Fun note, this works on any list of values where falsy < truthy. So False/True, 0/1, 'f'/'t', etc.

Note:

As several people have pointed out (including @proud haskeller and @nimi), the previous version failed on a list of all falsy values. The addition of .([1<2]:) has fixed this, as suggested by @proud haskeller. I'm leaving the explanation the same for now, because I think it still makes sense. If anyone comments, asking for an explanation of the edit, I'll edit.

Explanation:

I'll first desugar without the group, and then add it back. First, I find that words are often easier on the eyes than symbols, so I'll make a few substitutions. (Note that =<< is 'classy' so it applies differently for lists and functions. I'm calling bind the version of =<< for functions.)

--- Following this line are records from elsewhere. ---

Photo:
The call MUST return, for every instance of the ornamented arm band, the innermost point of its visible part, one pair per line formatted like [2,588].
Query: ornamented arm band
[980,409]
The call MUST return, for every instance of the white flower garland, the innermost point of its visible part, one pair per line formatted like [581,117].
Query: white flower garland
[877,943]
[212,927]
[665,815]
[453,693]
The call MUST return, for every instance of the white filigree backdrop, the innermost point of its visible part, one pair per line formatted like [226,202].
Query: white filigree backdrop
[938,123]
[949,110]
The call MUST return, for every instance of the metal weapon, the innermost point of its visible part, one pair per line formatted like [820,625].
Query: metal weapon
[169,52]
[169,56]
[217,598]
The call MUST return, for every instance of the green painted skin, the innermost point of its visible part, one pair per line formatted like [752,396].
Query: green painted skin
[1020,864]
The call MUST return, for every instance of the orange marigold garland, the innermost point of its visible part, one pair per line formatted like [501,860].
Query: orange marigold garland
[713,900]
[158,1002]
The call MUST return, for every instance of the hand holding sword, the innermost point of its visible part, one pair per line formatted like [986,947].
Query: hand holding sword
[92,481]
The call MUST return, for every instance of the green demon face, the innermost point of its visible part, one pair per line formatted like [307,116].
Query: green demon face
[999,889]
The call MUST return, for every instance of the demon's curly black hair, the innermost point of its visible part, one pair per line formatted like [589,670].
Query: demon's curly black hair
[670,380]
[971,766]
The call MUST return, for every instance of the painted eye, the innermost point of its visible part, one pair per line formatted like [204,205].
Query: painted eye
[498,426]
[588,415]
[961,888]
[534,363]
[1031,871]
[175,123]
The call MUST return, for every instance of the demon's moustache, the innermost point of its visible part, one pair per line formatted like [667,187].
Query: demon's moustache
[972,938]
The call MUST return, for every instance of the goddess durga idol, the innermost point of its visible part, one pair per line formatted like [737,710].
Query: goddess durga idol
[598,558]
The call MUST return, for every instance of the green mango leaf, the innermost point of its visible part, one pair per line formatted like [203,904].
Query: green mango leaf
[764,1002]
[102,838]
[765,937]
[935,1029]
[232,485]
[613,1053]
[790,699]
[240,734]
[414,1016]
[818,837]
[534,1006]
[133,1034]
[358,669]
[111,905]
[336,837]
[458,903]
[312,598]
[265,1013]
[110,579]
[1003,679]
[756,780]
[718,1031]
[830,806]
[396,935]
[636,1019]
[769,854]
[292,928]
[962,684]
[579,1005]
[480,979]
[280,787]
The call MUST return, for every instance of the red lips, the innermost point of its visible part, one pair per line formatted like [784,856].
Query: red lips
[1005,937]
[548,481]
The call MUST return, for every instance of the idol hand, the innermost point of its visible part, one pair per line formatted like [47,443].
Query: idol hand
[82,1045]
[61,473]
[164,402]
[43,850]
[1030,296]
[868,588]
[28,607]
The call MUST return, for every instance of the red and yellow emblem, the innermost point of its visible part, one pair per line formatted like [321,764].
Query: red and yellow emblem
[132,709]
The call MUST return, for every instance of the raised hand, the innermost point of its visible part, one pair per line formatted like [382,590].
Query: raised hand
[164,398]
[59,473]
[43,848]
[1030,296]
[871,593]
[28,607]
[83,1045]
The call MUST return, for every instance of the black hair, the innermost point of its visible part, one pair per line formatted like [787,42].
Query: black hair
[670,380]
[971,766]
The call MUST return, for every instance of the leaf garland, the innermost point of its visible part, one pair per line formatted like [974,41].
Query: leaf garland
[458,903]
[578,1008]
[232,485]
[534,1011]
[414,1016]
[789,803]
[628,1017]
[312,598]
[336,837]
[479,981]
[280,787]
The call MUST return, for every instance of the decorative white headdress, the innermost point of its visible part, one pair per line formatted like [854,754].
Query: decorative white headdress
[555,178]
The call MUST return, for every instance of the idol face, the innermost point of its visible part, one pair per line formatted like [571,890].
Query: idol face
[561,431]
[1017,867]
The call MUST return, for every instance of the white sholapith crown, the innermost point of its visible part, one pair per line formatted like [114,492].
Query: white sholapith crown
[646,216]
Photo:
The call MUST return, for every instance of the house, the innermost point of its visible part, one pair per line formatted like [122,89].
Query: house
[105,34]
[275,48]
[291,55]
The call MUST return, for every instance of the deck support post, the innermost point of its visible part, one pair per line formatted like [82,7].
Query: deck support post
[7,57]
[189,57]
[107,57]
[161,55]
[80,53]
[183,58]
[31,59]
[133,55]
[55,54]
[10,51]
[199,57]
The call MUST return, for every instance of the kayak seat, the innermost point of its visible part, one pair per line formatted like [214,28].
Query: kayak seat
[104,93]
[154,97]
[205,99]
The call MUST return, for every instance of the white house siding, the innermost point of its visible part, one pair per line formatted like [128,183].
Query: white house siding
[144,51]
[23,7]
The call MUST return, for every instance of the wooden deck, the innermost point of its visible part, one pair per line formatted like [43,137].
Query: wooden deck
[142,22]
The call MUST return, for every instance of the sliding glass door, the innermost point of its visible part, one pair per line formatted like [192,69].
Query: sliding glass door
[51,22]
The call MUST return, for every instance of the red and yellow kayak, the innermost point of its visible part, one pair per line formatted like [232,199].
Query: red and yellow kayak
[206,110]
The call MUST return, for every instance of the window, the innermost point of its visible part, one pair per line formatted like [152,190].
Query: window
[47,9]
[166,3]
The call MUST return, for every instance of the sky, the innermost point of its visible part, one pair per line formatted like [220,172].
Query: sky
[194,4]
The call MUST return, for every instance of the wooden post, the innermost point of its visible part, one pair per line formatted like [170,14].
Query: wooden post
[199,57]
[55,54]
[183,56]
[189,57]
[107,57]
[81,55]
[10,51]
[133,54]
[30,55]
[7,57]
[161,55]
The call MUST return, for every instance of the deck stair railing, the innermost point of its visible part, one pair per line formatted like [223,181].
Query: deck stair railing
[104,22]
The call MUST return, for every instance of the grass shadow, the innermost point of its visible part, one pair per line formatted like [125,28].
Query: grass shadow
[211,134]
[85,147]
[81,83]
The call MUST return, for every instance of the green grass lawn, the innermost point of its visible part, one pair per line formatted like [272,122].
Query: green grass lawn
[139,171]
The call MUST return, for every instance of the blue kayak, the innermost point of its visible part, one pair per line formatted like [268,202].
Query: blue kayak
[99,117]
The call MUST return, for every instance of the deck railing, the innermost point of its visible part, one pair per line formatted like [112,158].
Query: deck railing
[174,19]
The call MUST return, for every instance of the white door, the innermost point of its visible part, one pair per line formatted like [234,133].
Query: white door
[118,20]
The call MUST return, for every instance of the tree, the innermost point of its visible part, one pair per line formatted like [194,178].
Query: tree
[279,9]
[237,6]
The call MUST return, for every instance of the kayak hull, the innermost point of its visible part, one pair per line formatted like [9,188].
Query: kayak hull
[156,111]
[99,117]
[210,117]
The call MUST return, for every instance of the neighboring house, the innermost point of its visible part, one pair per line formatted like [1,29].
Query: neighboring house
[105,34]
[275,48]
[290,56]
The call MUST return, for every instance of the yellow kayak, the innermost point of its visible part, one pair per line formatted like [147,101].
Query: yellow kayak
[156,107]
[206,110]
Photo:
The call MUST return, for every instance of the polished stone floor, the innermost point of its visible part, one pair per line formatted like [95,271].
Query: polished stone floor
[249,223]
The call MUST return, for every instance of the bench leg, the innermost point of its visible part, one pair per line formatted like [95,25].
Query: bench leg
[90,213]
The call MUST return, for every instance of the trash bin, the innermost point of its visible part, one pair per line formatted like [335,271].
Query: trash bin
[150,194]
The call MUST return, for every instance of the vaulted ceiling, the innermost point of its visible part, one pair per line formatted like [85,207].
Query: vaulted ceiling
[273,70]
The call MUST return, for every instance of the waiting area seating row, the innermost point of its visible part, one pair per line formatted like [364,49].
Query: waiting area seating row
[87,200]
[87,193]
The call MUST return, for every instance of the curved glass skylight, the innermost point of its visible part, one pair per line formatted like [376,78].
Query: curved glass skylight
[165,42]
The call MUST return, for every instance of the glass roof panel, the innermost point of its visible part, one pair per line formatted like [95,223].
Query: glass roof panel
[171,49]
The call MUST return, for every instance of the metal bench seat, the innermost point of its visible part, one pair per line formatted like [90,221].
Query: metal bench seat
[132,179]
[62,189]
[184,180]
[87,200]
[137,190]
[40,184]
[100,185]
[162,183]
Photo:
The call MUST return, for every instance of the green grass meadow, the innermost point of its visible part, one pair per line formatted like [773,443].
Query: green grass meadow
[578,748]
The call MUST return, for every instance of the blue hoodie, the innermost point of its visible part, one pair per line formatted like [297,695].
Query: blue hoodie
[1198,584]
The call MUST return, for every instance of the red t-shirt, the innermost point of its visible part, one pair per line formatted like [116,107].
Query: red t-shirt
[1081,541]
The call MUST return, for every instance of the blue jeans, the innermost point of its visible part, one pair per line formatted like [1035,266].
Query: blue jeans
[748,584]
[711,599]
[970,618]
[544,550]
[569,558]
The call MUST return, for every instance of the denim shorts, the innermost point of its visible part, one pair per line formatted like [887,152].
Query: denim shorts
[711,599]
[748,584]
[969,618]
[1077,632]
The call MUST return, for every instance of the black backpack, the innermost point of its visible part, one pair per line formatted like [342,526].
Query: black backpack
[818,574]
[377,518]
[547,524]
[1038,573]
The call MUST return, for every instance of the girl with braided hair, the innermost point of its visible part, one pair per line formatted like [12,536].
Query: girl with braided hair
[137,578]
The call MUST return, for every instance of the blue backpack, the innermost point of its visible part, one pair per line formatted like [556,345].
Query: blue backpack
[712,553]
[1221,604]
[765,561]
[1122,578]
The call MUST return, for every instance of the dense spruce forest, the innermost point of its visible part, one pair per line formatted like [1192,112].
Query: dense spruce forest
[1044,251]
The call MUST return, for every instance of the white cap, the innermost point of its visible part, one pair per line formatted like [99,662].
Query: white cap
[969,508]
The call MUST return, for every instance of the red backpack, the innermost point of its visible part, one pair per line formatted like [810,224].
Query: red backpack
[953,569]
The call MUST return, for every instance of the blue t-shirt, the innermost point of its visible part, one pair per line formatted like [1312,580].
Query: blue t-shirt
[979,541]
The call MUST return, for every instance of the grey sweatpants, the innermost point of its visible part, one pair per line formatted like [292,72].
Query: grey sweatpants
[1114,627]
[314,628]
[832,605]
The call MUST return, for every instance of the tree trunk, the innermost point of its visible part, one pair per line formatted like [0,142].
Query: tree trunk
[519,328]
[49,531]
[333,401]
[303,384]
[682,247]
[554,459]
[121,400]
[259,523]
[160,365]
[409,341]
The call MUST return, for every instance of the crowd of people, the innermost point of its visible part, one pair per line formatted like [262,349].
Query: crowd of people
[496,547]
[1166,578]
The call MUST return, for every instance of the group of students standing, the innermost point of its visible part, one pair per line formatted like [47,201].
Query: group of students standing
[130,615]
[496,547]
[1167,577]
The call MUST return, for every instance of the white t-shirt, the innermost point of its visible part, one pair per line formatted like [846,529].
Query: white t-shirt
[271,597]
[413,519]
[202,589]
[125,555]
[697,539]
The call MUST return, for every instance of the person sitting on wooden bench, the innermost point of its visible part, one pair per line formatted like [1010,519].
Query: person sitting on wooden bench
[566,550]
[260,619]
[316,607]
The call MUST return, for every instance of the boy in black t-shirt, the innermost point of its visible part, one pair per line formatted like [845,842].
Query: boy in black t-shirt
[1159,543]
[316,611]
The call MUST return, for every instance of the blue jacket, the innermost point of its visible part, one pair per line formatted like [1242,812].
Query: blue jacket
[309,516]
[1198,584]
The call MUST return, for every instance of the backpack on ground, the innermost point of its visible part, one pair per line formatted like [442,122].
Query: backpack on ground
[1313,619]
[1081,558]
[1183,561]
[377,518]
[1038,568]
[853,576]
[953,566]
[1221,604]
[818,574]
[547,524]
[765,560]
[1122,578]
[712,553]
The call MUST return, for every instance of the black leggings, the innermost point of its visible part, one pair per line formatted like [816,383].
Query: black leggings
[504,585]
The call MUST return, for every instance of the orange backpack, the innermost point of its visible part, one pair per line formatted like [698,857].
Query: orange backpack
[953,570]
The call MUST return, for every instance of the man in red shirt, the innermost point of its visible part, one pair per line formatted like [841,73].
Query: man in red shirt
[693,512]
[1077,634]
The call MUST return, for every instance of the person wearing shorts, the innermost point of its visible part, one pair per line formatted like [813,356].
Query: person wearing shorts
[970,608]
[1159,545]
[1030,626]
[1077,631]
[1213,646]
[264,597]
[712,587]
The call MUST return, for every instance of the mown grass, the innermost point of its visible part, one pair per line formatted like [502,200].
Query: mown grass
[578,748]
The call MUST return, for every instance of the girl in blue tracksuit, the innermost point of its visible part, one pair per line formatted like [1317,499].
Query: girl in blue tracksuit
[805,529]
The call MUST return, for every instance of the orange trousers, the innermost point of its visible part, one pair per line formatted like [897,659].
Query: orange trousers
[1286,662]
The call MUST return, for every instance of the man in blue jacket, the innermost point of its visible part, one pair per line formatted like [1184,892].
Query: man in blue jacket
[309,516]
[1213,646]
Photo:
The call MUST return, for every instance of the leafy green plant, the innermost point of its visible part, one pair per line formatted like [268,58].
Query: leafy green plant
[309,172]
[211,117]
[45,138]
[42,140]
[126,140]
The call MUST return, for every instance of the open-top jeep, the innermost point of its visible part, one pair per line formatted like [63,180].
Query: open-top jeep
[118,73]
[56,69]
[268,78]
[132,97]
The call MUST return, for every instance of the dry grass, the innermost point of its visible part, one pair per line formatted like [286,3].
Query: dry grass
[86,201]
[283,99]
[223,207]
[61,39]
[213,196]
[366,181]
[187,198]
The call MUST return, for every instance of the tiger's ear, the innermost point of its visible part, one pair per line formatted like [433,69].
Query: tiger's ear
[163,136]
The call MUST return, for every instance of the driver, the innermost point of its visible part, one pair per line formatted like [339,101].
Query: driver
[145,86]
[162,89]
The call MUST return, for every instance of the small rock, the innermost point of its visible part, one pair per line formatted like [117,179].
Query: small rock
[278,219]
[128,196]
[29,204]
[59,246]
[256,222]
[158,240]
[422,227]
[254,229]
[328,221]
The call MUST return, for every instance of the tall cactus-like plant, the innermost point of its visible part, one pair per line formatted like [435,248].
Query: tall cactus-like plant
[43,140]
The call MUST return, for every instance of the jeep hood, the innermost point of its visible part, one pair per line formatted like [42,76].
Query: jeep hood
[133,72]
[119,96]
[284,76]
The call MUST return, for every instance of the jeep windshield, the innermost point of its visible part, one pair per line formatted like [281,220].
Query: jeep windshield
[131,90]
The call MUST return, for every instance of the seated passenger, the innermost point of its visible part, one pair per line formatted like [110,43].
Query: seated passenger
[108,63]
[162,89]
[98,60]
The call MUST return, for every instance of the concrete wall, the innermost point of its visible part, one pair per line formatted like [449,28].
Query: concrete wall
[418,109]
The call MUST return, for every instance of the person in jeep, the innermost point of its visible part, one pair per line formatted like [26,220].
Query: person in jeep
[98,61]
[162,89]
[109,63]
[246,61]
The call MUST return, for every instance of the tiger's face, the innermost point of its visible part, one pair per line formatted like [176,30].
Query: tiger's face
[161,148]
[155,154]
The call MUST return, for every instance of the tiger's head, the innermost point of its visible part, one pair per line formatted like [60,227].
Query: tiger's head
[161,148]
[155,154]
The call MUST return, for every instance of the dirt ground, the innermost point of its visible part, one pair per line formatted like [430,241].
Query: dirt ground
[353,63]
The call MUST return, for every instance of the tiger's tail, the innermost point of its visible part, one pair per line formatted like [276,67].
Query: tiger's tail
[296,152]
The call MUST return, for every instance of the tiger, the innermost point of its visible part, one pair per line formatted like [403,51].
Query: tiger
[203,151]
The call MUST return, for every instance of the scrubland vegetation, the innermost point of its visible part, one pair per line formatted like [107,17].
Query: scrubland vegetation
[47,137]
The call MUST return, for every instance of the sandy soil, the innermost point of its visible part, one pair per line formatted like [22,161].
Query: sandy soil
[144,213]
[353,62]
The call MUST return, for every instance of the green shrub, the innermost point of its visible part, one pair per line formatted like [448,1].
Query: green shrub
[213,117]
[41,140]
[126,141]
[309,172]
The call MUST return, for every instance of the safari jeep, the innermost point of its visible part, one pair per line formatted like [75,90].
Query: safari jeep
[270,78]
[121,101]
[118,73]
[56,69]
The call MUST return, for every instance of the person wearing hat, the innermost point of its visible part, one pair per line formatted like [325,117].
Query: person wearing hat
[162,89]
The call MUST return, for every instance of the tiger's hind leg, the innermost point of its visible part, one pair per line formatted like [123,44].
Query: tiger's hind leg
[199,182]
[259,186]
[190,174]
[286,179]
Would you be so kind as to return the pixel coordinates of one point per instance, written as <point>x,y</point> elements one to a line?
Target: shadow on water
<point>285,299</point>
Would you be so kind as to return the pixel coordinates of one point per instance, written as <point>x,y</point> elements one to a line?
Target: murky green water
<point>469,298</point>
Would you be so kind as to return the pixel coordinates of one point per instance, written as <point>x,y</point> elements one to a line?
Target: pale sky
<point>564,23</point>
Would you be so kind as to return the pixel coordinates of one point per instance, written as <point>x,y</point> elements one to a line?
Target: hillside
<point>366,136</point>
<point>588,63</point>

bind :: (a -> b -> c) -> (b -> a) -> b -> c
bind k f = k =<< f
bind k f = \ r -> k (f r) r

f = ((=<<)=<<(=<<)(<$).(==).maximum)
f = ((bind) concatMap (bind)(<$).equals.maximum)
f = (bind concatMap (bind (<$) . equals . maximum))
f = bind concatMap ((bind (<$)) . equals . maximum))
f = bind concatMap ((\f r -> (<$) (f r) r) . equals . maximum))
f = bind concatMap ((\f r -> (f r) <$ r) . equals . maximum)
f = bind concatMap ((\g r -> (g r) <$ r) . equals . maximum)
f = (\h r -> concatMap (h r) r) ((\g r -> (g r) <$ r) . equals . maximum)
f = \r -> concatMap (((\g r -> (g r) <$ r) . equals . maximum) r) r
f = \r -> concatMap (((\g r -> (g r) <$ r) . equals) (maximum r)) r
f = \r -> concatMap (((\g s -> (g s) <$ s)) (equals (maximum r))) r
f = \r -> concatMap (((\s -> ((equals (maximum r)) s) <$ s))) r
f = \r -> concatMap (\s -> (s == (maximum r)) <$ s) r

f . group = ((=<<)=<<(=<<)(<$).(==).maximum).group
f . group = \r -> concatMap (\s -> (s == (maximum (group r))) <$ s) (group r)

The last details are that x <$ list replaces every element of the list with x and group list splits the list up into chunks of equal elements. So group [1, 1, 2, 3, 3, 3] == [[1, 1], [2], [3, 3, 3]].

To sum it all up, the function splits the list of values into groups of only true and groups of only false. Then for each group, replace each element with the result of the statement this is the biggest group (the largest group of true's will be the biggest) and concatenate the groups.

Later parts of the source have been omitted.